The Value of Just-Enough User-Centered Design in an Agile Development Process
Continued from “What About the Big Picture – Part 1”…
Formative Testing vs. Summative Testing
Both methods I mention in my previous post include formative testing, or the testing that is done on low-fidelity prototypes before coding begins. Validating any new additions to the system, this type of testing is very beneficial to maintaining a good user experience.

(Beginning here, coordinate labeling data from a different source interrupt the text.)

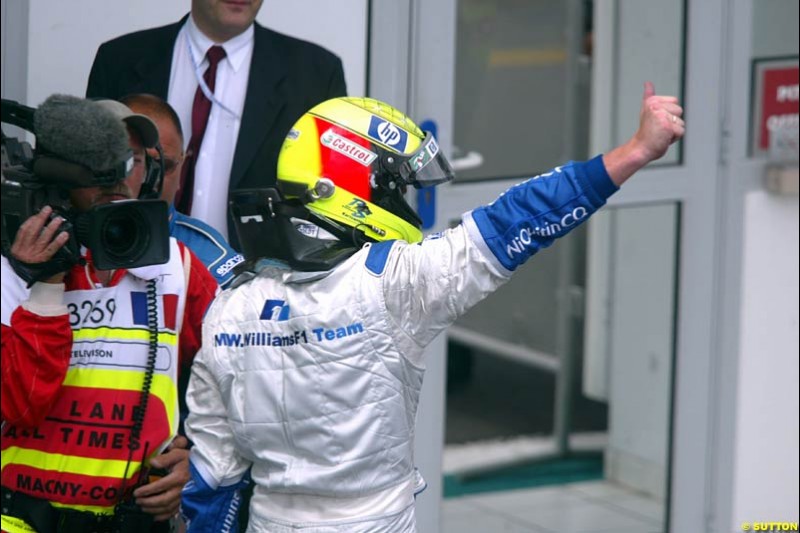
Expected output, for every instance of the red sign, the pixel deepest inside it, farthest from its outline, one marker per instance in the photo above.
(779, 102)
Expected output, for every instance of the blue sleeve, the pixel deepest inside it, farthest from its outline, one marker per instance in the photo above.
(207, 509)
(208, 245)
(531, 215)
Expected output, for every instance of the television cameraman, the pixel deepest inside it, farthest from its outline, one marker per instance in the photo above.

If you have an existing project that has not been focusing on your end user’s experience, and you are looking to incorporate user-centered design, then Hurrah! Welcome Aboard! Unfortunately you will have to set aside time to conduct some summative usability testing on the existing system and be willing to take action on those results. The most effective type of testing to do would be moderated testing conducted on-site so that the users can be observed directly and probed for as much insight as possible. Creating the test wouldn’t take long after there was a good understanding of the system, but if user experience hasn’t been the main focus in the development process, then you may be in for a rude awakening. The actionable items coming out of those results could fill an iteration or more, or even a release. The best thing to do is to conduct usability tests on individual processes or tasks in the system and then act immediately on the findings. Try to keep the scope of the test as narrow as possible so scripting the test is quick and too many development tasks don’t result from the testing.

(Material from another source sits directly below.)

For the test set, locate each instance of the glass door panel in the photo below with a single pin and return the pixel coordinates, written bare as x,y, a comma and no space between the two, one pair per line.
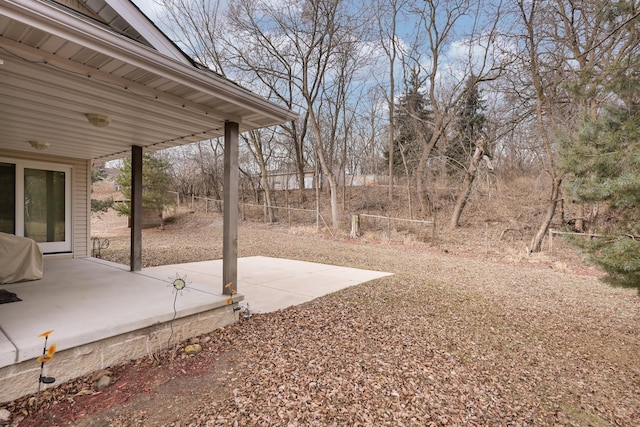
7,198
44,205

The Danger of Only Doing Just-In-Time-Design
The Agile development process boasts doing things just-in-time to mitigate waste and allow for requirements to change even while code is being written. Just-in-time design can work in cases where a high-level design or concept has been created and approved. It is easy to add an additional screen to an application with a well-thought-out user experience. To do true just-in-time design, there runs a huge risk of losing site of the big picture and creating a disjointed user experience or having to often rework several previously developed screens with the addition of a new one. I think just enough design work creates a better, more cohesive end user experience, saves time in development and ultimately saves the client’s money for adding in even more features.
As far as just-in-time usability is concerned, there is only so far we can go with time constraints. Formative testing can be conducted rather quickly and in-sync with shorter development cycles. There is no question that if the user is satisfied with the proposed system before it is built, then there will be less rework when the software is released. Summative testing requires a couple of weeks at least; especially if it is being conducted on a system that wasn’t user-centered in the first place. A system can be dramatically improved from the results of summative testing, especially the first few rounds. Summative testing must be done after development of a feature or task flow is complete so that the user experience is cohesive and able to be tested by end users. The only aspect of a summative usability test that I would even consider to be just-in-time would be acting on the results on the test in the next possible iteration, above any new features.
I have yet to discover a blanket strategy for seamless integration of design and usability into the agile development process. I think the best thing to do is understand the needs of your client and development team the best that you can and then start trying things until you find a good fit. Don’t be afraid to throw out an idea if it isn’t suiting everyone’s needs. The road will be bumpy, but don’t give up. Your users will thank you for thinking about their experience.